Immunofluorescence microscopy
Sections mounted on slides were washed in 1x PBS and incubated in 10% normal donkey serum (Jackson ImmunoResearch Laboratories, Inc., West Grove, PA) in 1x PBS and 0.3% Triton X-100 (PBST) overnight at 4 C. Sections were incubated overnight at room temperature with primary antibodies or antisera diluted in 4% normal donkey serum in PBST (see detailed protocols below). After four washes in 1x PBS, slides were incubated for 1 h at room temperature with the appropriate fluorescently labeled secondary antibody diluted in 4% normal donkey serum in PBST. Sections were washed twice in 1x PBS and coverslipped with Vectashield containing 4',6-diamido-2-phenylindole hydrochloride (Vector Laboratories, Inc., Burlingame, CA). Exclusion of the primary antibody and application of normal goat IgG were run as negative controls to confirm the specificity of the immunostain, as indicated in the figure legends. Slides were viewed using fluorescence microscopy, and digital images were collected using a SpotRT monochrome digital camera (Diagnostic Instruments, Sterling Heights, MI) and the Metamorph image analysis system (version 4.5, Universal Imaging Corp., West Chester, PA).

Localization of inhibin subunits was carried out by incubating tissues in mouse monoclonal antihuman -subunit (Diagnostic Systems Laboratories), rabbit antihuman -subunit IgG, rabbit antihuman ß_A-subunit IgG, or rabbit antihuman ß_B-subunit IgG (gifts from W. W. Vale, The Salk Institute, La Jolla, CA) diluted 1:200 in PBST. After four 1x PBS washes, tissues were incubated with fluorescein isothiocyanate (FITC)-conjugated donkey antimouse IgG (1:200 in PBST; Jackson ImmunoResearch Laboratories, Inc.), or Cy3-conjugated donkey antirabbit IgG (diluted 1:800 in PBST; Jackson ImmunoResearch Laboratories, Inc.).

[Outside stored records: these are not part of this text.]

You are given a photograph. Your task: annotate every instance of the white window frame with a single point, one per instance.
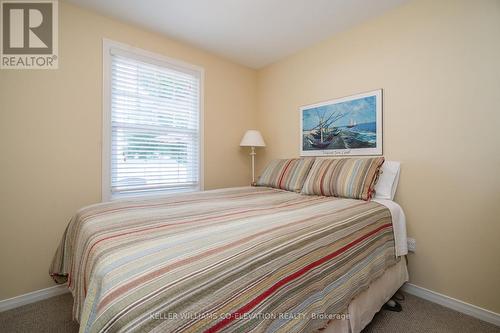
(160, 60)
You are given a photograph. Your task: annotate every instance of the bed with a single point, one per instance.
(245, 259)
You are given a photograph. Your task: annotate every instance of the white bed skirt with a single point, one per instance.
(364, 306)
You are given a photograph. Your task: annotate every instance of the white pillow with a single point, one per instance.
(388, 180)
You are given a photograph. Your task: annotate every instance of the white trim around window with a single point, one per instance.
(110, 49)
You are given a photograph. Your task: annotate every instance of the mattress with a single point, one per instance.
(250, 259)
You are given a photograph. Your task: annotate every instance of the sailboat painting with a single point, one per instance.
(344, 126)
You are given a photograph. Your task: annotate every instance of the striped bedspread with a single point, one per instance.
(247, 259)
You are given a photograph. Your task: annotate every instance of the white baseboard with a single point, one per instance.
(453, 303)
(35, 296)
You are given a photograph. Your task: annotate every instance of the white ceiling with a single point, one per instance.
(254, 33)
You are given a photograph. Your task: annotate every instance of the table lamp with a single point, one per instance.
(252, 138)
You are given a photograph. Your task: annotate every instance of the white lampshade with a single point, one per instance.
(252, 138)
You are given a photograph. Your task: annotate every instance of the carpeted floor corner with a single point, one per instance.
(418, 316)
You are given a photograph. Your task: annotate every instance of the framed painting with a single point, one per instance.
(349, 125)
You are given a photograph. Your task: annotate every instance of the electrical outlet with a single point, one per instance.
(412, 244)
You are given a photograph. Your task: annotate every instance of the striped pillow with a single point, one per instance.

Colocalization of FSHß and betaglycan was achieved by applying cocktails of affinity-purified goat antihuman TGFß type III receptor IgG (5 µg/ml in PBST; R&D Biosystems, Minneapolis, MN) and rabbit antisera directed against rat FSHß (diluted 1:50 in PBST; provided by Dr. A. Parlow, National Hormone and Pituitary Program) to tissues. After four washes in 1x PBS, tissues were subsequently incubated with Cy3-conjugated donkey antigoat IgG (diluted 1:800 in PBST; Jackson ImmunoResearch Laboratories, Inc.) and FITC-conjugated donkey antirabbit IgG (1:200 in PBST; Jackson ImmunoResearch Laboratories, Inc.).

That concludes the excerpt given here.